Our world and our city have come a very long way. The former capital of the confederacy, has become a beacon to queer people all over the commonwealth. It’s a place where many feel free to be themselves authentically for the very first time, finding friendship and love in a town vibrant with art and music. Organizations and individual visionaries have seen the connections in our collective struggles and been moved to action. Bridges have been built that continue to link those with different experiences, yet a common goal of community care. People have seen suffering and have not flinched or retreated from it, even as much of the world around pretended it did not exist. Our methods for finding resources and solving problems continue to evolve, as does our understanding of ourselves and our community, ever becoming broader and deeper, ever becoming more glittering in its many facets, ever shining in the simplicity of love.


Whether you are questioning, newly out, an ally or a queer elder, if you have the power to change something, and I guarantee that you do, know that you will never be alone should you act to help.
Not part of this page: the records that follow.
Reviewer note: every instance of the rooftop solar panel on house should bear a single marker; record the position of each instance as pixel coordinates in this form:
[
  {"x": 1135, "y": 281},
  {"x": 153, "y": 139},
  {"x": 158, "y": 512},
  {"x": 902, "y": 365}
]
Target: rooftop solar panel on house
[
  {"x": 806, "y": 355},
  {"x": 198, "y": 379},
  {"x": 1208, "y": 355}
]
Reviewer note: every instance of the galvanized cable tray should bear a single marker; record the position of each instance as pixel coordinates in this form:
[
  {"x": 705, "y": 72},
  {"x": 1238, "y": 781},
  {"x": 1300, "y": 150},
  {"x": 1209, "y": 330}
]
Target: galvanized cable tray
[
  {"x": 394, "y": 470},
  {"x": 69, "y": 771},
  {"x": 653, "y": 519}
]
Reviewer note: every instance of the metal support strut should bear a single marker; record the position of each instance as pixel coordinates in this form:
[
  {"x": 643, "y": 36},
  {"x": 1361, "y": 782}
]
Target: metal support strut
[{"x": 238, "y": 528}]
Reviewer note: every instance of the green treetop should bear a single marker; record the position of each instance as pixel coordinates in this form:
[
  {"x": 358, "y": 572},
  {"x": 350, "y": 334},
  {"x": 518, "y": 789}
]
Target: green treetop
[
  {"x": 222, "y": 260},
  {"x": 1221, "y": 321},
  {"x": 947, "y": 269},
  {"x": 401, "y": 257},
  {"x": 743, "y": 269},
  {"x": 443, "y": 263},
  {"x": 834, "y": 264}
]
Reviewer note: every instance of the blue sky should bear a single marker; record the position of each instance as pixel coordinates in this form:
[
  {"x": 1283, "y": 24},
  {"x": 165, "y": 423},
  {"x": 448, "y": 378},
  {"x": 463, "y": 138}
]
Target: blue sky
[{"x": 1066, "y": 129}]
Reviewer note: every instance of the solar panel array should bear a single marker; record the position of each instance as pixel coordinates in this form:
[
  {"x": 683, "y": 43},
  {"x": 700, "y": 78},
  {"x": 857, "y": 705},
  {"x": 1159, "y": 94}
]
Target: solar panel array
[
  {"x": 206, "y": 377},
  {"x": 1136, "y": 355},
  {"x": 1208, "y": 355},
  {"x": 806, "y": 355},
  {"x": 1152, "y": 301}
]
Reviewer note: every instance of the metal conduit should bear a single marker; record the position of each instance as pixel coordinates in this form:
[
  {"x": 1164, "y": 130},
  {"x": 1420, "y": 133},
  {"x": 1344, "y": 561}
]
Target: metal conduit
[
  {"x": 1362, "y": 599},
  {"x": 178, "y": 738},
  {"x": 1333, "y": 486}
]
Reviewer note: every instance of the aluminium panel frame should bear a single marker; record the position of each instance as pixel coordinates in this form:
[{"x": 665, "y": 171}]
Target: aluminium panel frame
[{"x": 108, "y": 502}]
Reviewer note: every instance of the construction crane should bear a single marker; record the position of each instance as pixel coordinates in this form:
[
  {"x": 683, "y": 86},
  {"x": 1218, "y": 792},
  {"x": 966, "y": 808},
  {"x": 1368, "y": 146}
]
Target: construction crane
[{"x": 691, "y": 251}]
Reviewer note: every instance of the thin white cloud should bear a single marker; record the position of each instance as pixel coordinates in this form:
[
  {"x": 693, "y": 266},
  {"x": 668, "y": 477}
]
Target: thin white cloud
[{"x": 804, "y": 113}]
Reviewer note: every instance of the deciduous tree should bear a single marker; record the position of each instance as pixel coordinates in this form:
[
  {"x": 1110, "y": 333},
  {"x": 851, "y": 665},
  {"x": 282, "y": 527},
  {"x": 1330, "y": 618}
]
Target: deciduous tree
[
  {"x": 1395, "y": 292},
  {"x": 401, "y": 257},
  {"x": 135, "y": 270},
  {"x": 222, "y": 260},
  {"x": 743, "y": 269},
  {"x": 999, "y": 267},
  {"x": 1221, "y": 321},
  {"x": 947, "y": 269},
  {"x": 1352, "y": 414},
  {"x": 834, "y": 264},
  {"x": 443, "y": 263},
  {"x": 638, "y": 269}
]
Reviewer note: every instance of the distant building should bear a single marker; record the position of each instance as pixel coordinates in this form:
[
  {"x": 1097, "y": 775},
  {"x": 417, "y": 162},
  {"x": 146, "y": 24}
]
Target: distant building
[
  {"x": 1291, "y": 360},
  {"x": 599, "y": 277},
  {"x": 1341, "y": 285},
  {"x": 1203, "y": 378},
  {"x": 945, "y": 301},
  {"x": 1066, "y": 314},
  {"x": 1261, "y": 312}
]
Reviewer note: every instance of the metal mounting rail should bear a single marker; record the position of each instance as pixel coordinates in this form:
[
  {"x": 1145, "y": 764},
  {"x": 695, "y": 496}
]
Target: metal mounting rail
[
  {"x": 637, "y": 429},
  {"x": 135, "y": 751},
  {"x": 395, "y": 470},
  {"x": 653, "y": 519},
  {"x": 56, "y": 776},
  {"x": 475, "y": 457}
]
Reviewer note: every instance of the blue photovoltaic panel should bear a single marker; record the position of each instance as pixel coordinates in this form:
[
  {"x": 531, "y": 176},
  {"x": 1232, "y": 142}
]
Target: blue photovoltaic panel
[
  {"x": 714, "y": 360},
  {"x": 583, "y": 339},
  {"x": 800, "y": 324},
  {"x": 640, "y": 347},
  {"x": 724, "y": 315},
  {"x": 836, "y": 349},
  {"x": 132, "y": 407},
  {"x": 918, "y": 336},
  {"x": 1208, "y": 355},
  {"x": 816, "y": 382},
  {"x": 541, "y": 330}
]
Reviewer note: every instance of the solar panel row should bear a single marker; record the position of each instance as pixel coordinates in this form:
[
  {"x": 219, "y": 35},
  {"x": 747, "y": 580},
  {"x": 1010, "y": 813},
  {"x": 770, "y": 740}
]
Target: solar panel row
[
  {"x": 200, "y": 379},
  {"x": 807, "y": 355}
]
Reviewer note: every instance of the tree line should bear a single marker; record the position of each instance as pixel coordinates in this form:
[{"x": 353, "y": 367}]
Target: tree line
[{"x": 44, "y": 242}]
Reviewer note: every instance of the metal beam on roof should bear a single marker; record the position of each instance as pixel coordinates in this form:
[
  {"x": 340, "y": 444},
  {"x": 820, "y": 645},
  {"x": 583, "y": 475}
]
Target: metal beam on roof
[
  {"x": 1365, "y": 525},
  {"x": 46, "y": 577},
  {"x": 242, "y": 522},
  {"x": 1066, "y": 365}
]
There is a chain stretching well behind you. You link that same chain far off into the future, hand upon hand upon hand.

This week at the polls, what happens locally, can have big effects on the health and wellbeing of LGBTQ+ people. Voting for candidates that recognize our humanity is an act of care. Our most basic rights have come into question again. There are people that would exclude us from halls of learning and erase the history you’ve just read. There are those that would work to not only hide our history, but also to undo it. Honor this history by making your voice heard. It is not the only thing you can do, but it is a start. Whether it is the medicine that comes from being family or from the practice of Family Medicine, we can all do our part to take care of each other.